Google had entered into various agreements with makers of devices such as mobile phones and computers to be the default general search engine. Some of the agreements expressly required Google’s search engine to be exclusive. Some of the agreements were held to be effectively exclusive agreements.
But in his 2024 opinion on United States, et al. v. Google, LLC, Judge Mehta noted that an exclusive agreement does not necessarily violate Section 2 of the Sherman Act even if entered into by a dominant firm. He noted that exclusive agreements are often entered into for procompetitive reasons.
Establishing Prima Facie
To determine whether conduct violates Section 2, Judge Mehta applied the stepwise, burden-shifting approach developed by the D.C. Court of Appeals in the United States v. Microsoft Corp. antitrust case. Under the first step of that approach, the plaintiff must establish a prima facie case of anticompetitive effect. Judge Mehta stated that, under Microsoft, an anticompetitive effect must harm the competitive process. Harm to competitors does not necessarily harm the competitive process.
The concept of “foreclosure” played a significant role in Judge Mehta’s analysis. For an exclusive agreement to harm competition, the opportunities for rivals must be substantially limited to preserve the defendant’s monopoly. Foreclosure can prevent a potential rival from achieving a critical level of activity necessary to threaten the defendant’s monopoly.
Judge Mehta found that Google’s agreements only foreclosed 50% of the market. But he noted that there is no specific foreclosure percentage that should be condemned. Rather, he applied a multi-part analysis to assess whether the foreclosure is significant. These are (1) the duration of the exclusive agreements; (2) the ease of terminability of the agreements; (3) barriers to entry; (4) the availability of alternative means of distribution; and (5) the willingness of consumers to switch to another general search engine.
Short-term Agreements and Competition
Judge Mehta noted that short-term exclusive agreements present little threat to competition.
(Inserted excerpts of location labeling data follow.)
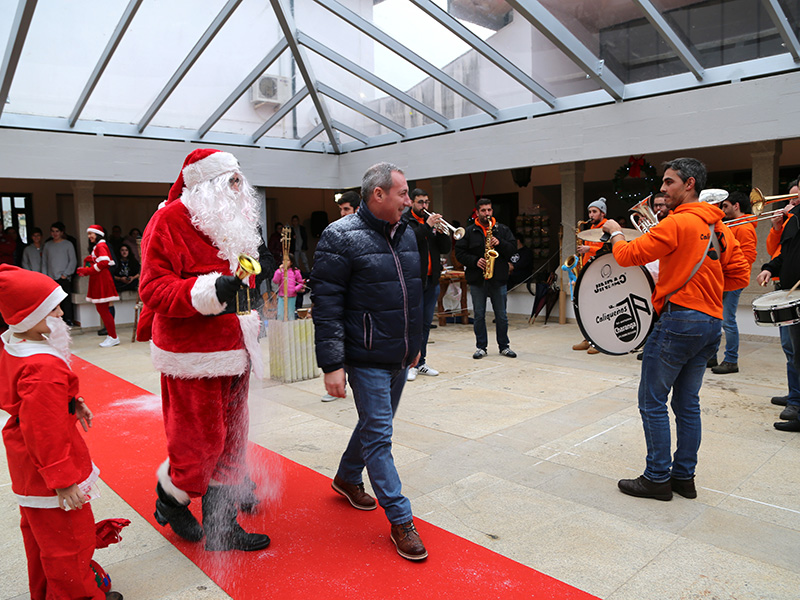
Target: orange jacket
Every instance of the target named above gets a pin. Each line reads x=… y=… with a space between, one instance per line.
x=746 y=234
x=594 y=246
x=774 y=239
x=678 y=242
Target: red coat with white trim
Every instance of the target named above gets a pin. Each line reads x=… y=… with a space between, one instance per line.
x=44 y=447
x=101 y=282
x=180 y=265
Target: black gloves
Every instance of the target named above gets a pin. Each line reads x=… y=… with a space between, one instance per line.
x=226 y=286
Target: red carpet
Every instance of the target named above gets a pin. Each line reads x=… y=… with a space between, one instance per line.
x=321 y=547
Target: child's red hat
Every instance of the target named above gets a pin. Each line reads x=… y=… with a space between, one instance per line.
x=27 y=297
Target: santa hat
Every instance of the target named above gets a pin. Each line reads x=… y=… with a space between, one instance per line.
x=599 y=204
x=202 y=165
x=27 y=297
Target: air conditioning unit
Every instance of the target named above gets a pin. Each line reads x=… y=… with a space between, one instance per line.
x=270 y=89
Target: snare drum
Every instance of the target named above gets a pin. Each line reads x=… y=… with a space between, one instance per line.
x=777 y=308
x=613 y=305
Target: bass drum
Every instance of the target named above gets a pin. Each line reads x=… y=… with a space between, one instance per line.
x=613 y=305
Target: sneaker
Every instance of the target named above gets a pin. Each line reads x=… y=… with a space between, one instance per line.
x=584 y=345
x=641 y=487
x=407 y=541
x=684 y=487
x=355 y=494
x=725 y=367
x=109 y=341
x=780 y=400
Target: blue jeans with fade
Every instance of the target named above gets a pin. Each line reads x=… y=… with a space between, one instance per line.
x=730 y=302
x=675 y=357
x=377 y=394
x=497 y=294
x=429 y=298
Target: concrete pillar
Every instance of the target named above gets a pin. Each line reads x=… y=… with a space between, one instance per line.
x=766 y=162
x=83 y=205
x=571 y=203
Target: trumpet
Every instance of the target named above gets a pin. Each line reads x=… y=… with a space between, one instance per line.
x=445 y=227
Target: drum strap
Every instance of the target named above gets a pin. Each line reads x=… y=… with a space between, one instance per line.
x=712 y=240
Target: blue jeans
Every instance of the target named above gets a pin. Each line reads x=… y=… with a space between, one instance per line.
x=377 y=394
x=497 y=294
x=429 y=298
x=675 y=357
x=730 y=302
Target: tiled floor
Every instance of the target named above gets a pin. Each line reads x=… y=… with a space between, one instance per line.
x=522 y=456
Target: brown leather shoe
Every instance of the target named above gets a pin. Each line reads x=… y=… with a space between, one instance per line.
x=406 y=540
x=355 y=494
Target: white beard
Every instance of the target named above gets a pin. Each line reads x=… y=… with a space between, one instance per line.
x=59 y=338
x=229 y=218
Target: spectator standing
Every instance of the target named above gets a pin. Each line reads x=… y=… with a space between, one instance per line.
x=59 y=262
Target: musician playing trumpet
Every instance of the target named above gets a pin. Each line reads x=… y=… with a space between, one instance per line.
x=699 y=258
x=587 y=251
x=432 y=243
x=481 y=238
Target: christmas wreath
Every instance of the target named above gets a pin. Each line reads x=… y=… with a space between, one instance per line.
x=635 y=180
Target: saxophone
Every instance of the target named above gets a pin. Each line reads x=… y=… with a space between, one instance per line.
x=489 y=255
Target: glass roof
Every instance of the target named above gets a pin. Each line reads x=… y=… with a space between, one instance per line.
x=342 y=75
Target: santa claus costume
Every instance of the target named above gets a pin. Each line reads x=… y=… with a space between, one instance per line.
x=45 y=450
x=203 y=349
x=101 y=283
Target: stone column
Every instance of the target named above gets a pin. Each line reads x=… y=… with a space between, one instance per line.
x=571 y=203
x=83 y=205
x=766 y=162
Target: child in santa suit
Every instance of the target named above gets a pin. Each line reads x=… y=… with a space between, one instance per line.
x=292 y=286
x=101 y=284
x=52 y=475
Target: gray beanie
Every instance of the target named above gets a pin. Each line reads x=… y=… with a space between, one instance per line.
x=600 y=204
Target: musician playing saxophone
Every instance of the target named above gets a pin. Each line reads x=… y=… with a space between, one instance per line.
x=472 y=250
x=699 y=257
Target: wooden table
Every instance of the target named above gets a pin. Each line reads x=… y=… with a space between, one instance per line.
x=446 y=278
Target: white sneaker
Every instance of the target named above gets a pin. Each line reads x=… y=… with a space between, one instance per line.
x=109 y=341
x=426 y=370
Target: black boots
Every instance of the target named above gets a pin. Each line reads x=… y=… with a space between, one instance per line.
x=179 y=517
x=223 y=532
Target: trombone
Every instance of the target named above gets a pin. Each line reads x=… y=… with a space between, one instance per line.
x=445 y=227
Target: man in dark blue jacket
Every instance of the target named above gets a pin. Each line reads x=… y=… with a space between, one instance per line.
x=367 y=296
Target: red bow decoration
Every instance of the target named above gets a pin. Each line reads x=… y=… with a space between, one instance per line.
x=636 y=164
x=107 y=532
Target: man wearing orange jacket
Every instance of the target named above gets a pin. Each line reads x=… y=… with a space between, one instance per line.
x=736 y=206
x=791 y=400
x=695 y=268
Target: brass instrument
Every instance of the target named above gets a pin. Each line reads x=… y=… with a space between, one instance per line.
x=573 y=263
x=490 y=254
x=247 y=266
x=445 y=227
x=647 y=218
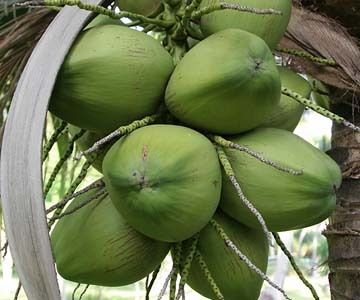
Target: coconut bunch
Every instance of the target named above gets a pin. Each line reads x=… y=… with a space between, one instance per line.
x=193 y=135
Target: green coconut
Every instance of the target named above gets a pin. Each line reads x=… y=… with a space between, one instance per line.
x=270 y=28
x=112 y=76
x=143 y=7
x=88 y=140
x=165 y=180
x=228 y=83
x=102 y=20
x=289 y=112
x=233 y=277
x=96 y=246
x=285 y=201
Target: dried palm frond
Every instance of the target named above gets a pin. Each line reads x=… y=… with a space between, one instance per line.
x=322 y=36
x=17 y=39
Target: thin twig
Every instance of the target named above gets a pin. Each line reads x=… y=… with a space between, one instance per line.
x=241 y=8
x=5 y=248
x=123 y=130
x=17 y=292
x=307 y=55
x=99 y=10
x=84 y=291
x=229 y=144
x=231 y=175
x=204 y=268
x=98 y=196
x=295 y=266
x=308 y=103
x=74 y=291
x=245 y=259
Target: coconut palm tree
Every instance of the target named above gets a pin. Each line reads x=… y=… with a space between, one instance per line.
x=323 y=28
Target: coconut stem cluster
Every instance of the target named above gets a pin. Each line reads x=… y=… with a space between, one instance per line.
x=53 y=139
x=231 y=175
x=326 y=113
x=244 y=258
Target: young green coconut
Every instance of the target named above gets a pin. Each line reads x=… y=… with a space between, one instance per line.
x=113 y=75
x=95 y=245
x=285 y=201
x=233 y=278
x=289 y=112
x=227 y=84
x=165 y=180
x=270 y=27
x=143 y=7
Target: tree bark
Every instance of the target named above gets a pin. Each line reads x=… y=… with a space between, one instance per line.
x=343 y=232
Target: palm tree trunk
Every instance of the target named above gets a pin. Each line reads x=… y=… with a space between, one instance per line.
x=343 y=232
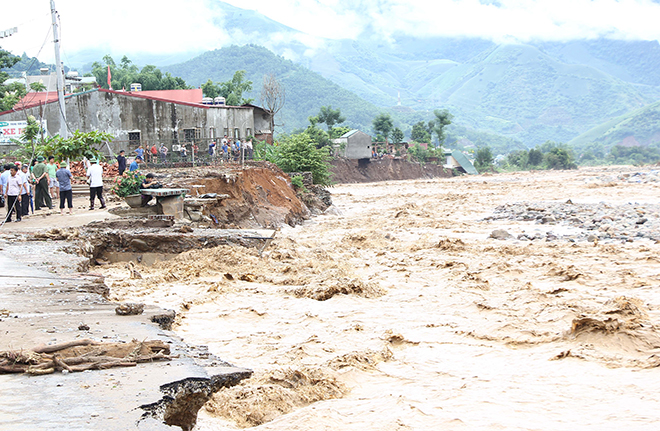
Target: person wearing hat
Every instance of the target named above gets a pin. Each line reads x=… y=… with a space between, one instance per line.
x=66 y=190
x=42 y=197
x=52 y=183
x=12 y=194
x=25 y=197
x=135 y=164
x=121 y=162
x=95 y=174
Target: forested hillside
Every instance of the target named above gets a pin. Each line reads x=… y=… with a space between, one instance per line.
x=637 y=128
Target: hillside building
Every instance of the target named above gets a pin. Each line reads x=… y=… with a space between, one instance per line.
x=357 y=144
x=165 y=117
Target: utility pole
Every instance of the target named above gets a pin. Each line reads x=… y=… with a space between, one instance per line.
x=60 y=73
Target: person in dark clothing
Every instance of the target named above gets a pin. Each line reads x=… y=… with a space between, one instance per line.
x=64 y=178
x=121 y=159
x=149 y=183
x=41 y=189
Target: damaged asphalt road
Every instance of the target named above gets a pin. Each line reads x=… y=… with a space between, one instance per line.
x=38 y=307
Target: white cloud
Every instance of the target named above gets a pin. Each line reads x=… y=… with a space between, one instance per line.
x=121 y=26
x=504 y=19
x=170 y=27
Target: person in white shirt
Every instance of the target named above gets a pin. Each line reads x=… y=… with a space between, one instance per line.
x=25 y=197
x=95 y=174
x=4 y=176
x=13 y=194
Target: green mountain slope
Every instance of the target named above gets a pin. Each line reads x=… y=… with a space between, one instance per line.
x=515 y=90
x=306 y=91
x=639 y=127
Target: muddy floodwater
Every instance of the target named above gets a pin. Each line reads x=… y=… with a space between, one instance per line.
x=511 y=301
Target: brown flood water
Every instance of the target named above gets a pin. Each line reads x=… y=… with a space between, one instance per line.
x=445 y=328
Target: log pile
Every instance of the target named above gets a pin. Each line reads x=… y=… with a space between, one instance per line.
x=82 y=355
x=109 y=170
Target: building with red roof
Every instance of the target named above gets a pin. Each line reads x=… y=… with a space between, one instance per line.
x=145 y=117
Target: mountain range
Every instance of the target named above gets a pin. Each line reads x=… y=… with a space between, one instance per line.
x=519 y=94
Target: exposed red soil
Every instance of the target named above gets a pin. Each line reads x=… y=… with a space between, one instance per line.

A rival has a chance to frequently bid for its own exclusive agreements. He noted that courts have held that contracts with a duration of one year or less are presumed reasonable. However, he found that Google’s contract with Apple was for five years with options to extend. For Android devices, the contracts were for two or three years with opportunities to renew.
Judge Mehta also noted that cases support the idea that an exclusive contract that is easily terminable can lead to an inference that the agreement does not substantially foreclose competition. Significantly, however, he concluded that Google’s contracts with device makers were not easily terminable.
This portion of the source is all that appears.